All these tiny changes have a synergistic effect on conversion rates.
Online Form Buttons, Calls to Action, Security and User Confidence
The most common advice for online forms is to change the colour of any enquiry buttons to red. Give it a try. It’s one of the easiest A/B tests you can do to introduce yourself to Google Optimise.
You can also A/B test different wording for your ‘Submit’ button (a.k.a. Call To Action or CTA). The CTA you use is important because it gives users an expectation of what will happen when they click the button. For example, if you have a multi-page form, you should make it explicitly clear when the last button click will be. Perhaps you’ve done some online shopping yourself and not known whether the “Confirm” button will charge your credit card or move you onto the next step. For multi-page forms, you can clarify this with a progress bar and ‘breadcrumbs’. For short forms, try adding a small piece of text beneath your ‘Submit’ button that describes what somebody can expect to happen after clicking (e.g. “Your personal info will be handled privately and securely. We’ll send a confirmation/receipt to your email. After submitting your enquiry, you can expect a email response within 12 hours. If you’re booking a consultation, you’ll find free parking beside our office. Tah tah for now!”). You should also add this type of messaging to any confirmation/thank you pages.

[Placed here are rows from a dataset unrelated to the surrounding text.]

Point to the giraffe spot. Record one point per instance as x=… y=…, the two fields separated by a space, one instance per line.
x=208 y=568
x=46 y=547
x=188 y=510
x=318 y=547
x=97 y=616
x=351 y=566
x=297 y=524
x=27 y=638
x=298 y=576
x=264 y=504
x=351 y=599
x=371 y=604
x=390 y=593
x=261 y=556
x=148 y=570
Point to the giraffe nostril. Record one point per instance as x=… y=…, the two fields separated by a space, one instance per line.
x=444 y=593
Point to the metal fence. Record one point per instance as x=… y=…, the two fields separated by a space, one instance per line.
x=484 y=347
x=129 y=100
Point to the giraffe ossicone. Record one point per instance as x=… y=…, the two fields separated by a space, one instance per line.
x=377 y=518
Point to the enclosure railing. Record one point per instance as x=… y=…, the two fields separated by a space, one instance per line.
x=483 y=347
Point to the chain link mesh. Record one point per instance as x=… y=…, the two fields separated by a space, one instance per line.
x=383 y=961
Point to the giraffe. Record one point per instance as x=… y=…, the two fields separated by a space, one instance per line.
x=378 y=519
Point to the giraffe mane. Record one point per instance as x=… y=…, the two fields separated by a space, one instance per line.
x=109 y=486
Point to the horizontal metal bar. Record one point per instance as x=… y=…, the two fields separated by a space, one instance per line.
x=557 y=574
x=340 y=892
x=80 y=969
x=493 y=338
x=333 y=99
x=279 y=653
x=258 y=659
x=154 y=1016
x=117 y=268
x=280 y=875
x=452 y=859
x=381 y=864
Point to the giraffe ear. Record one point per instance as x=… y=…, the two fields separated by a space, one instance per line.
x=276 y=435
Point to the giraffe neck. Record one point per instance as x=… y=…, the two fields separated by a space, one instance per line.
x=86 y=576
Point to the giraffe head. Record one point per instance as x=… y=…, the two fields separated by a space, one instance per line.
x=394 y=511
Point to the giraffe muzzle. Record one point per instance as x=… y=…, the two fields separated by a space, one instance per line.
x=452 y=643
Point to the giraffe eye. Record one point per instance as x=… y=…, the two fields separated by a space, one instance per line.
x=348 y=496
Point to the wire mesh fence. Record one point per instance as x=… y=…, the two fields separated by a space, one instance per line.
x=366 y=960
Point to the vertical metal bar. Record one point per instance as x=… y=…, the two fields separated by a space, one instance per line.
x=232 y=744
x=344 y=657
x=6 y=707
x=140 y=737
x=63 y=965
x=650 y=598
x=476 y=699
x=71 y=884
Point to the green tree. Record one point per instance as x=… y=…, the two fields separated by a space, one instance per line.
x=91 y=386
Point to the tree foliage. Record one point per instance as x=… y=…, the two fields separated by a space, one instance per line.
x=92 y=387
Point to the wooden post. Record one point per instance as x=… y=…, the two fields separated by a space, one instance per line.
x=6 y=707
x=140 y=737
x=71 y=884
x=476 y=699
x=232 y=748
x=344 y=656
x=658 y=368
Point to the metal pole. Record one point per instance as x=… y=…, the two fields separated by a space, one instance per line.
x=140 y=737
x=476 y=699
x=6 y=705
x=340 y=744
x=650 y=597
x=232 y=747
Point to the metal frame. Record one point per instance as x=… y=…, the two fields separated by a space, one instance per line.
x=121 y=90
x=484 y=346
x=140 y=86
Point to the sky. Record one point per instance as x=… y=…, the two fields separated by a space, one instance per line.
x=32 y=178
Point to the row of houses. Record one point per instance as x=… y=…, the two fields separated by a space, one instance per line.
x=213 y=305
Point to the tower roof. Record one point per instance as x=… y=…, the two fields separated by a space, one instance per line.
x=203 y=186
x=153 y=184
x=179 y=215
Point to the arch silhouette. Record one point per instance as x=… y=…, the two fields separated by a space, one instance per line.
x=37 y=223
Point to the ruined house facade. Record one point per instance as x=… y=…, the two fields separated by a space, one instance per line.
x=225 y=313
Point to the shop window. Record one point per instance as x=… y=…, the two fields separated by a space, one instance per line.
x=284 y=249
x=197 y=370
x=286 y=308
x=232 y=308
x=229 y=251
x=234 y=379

Now for some controversy. Depending on the demographic of your audience, you’ll want to try adding a security icon and/or message near your ‘Submit’ button to reassure people that your online form is legit. This is controversial because, by including a safety icon and/or message, you’re prompting people to question your form’s legitimacy, when they might not have even thought of it in the first place (i.e. out of sight, out of mind). For example, if someone isn’t making a payment via your website, and your website already looks professional and trustworthy, you probably don’t need to include security info.

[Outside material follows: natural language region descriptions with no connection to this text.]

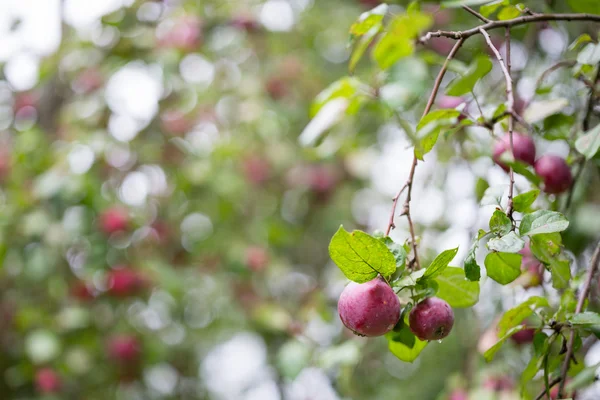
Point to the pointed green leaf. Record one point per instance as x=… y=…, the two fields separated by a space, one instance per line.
x=543 y=221
x=456 y=289
x=360 y=256
x=503 y=267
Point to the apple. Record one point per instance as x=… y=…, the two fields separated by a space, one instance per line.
x=369 y=309
x=555 y=173
x=431 y=319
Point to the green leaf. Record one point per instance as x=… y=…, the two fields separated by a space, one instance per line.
x=493 y=195
x=509 y=243
x=543 y=221
x=367 y=20
x=454 y=288
x=440 y=263
x=588 y=144
x=509 y=12
x=429 y=128
x=585 y=318
x=460 y=3
x=360 y=256
x=479 y=68
x=405 y=345
x=522 y=202
x=503 y=267
x=516 y=315
x=398 y=41
x=491 y=352
x=500 y=224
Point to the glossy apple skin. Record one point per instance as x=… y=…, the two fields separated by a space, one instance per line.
x=431 y=319
x=369 y=309
x=555 y=173
x=47 y=381
x=523 y=146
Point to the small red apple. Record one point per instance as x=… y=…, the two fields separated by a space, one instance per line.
x=555 y=173
x=523 y=149
x=124 y=349
x=369 y=309
x=113 y=220
x=47 y=381
x=431 y=319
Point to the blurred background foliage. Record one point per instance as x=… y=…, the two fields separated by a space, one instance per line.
x=163 y=233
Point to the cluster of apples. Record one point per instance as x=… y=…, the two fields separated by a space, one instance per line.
x=373 y=309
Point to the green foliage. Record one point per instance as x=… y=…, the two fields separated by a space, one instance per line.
x=360 y=256
x=503 y=267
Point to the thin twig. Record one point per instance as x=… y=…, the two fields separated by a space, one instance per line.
x=476 y=14
x=526 y=19
x=550 y=385
x=580 y=302
x=510 y=105
x=411 y=175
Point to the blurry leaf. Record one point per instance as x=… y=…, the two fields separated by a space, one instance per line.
x=440 y=263
x=493 y=195
x=590 y=54
x=464 y=84
x=509 y=243
x=429 y=128
x=454 y=288
x=367 y=20
x=542 y=109
x=516 y=315
x=543 y=221
x=362 y=44
x=588 y=144
x=460 y=3
x=491 y=352
x=405 y=345
x=581 y=39
x=523 y=201
x=480 y=187
x=489 y=9
x=398 y=41
x=585 y=6
x=503 y=267
x=500 y=224
x=585 y=318
x=360 y=256
x=509 y=12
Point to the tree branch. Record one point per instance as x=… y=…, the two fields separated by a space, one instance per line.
x=510 y=109
x=476 y=14
x=411 y=175
x=582 y=298
x=526 y=19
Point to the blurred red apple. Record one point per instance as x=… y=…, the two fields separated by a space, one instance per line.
x=47 y=381
x=113 y=220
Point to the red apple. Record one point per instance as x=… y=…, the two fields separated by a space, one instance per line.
x=523 y=147
x=369 y=309
x=113 y=220
x=431 y=319
x=124 y=349
x=555 y=173
x=47 y=381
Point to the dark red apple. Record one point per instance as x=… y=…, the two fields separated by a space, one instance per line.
x=369 y=309
x=523 y=147
x=555 y=173
x=124 y=282
x=47 y=381
x=257 y=258
x=124 y=349
x=524 y=336
x=431 y=319
x=113 y=220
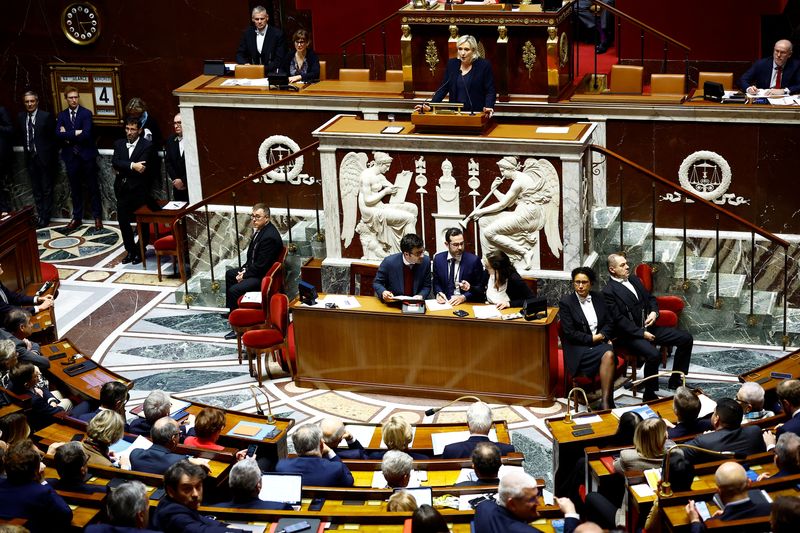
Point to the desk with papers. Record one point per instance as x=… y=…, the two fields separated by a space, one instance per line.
x=375 y=347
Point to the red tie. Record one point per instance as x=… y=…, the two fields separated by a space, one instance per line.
x=408 y=281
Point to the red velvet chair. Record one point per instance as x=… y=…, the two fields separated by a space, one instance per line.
x=669 y=307
x=277 y=275
x=273 y=341
x=586 y=383
x=243 y=320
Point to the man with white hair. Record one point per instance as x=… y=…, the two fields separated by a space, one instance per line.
x=751 y=398
x=479 y=420
x=515 y=507
x=396 y=467
x=317 y=463
x=333 y=431
x=245 y=483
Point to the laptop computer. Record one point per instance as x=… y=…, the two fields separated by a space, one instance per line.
x=286 y=488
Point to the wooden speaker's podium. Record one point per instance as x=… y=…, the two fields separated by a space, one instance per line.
x=448 y=118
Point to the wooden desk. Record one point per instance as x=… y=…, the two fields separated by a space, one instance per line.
x=436 y=354
x=145 y=215
x=789 y=364
x=89 y=383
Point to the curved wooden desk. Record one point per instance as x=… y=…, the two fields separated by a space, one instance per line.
x=376 y=348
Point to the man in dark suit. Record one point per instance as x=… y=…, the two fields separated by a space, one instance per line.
x=22 y=494
x=132 y=161
x=6 y=157
x=261 y=44
x=407 y=273
x=779 y=73
x=315 y=462
x=333 y=431
x=159 y=457
x=486 y=462
x=71 y=464
x=177 y=511
x=176 y=162
x=245 y=484
x=74 y=128
x=732 y=487
x=635 y=311
x=515 y=507
x=127 y=510
x=262 y=252
x=728 y=436
x=479 y=421
x=39 y=142
x=10 y=299
x=686 y=406
x=457 y=274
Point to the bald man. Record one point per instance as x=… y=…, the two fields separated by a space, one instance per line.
x=733 y=489
x=333 y=431
x=779 y=74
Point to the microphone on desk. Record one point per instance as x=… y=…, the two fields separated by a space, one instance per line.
x=425 y=102
x=432 y=411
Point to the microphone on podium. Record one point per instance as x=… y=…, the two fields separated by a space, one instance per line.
x=432 y=411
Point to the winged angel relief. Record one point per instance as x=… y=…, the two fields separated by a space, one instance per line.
x=535 y=195
x=363 y=187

Speaking of security, you have until July 2018 to Install SSL on your HTTP website. If not, Google will mark your website as “Not Secure” in all Google Search results.
Do Contact Forms Themselves Really Increase Overall Conversion Rates?
Since you’ve made it this far, let’s address the 'ridiculous' question: Do you even need a contact form in 2018? No, seriously, operating systems are becoming so advanced that, if your contact page consists of a simple contact form, you can potentially substitute your contact page for a simple email button in your menu (i.e. an href=“mailto:…” link).
For example, if an Apple user were to click ‘Contact’ in your menu, instead of loading a new page with your contact form, their operating system would quickly open a ready-to-go email beside their browser (e.g. using Split View multi-tasking). Below is an example of a website, showing what this looks like.
But, why? Doing this removes the requirement for people to enter their personal information, so they don’t feel like they’re giving away their personal information or signing up to a mail list (but, this way, you still get to collect their emails). Just remember, never email promotions to anyone who hasn’t signed up or asked for them.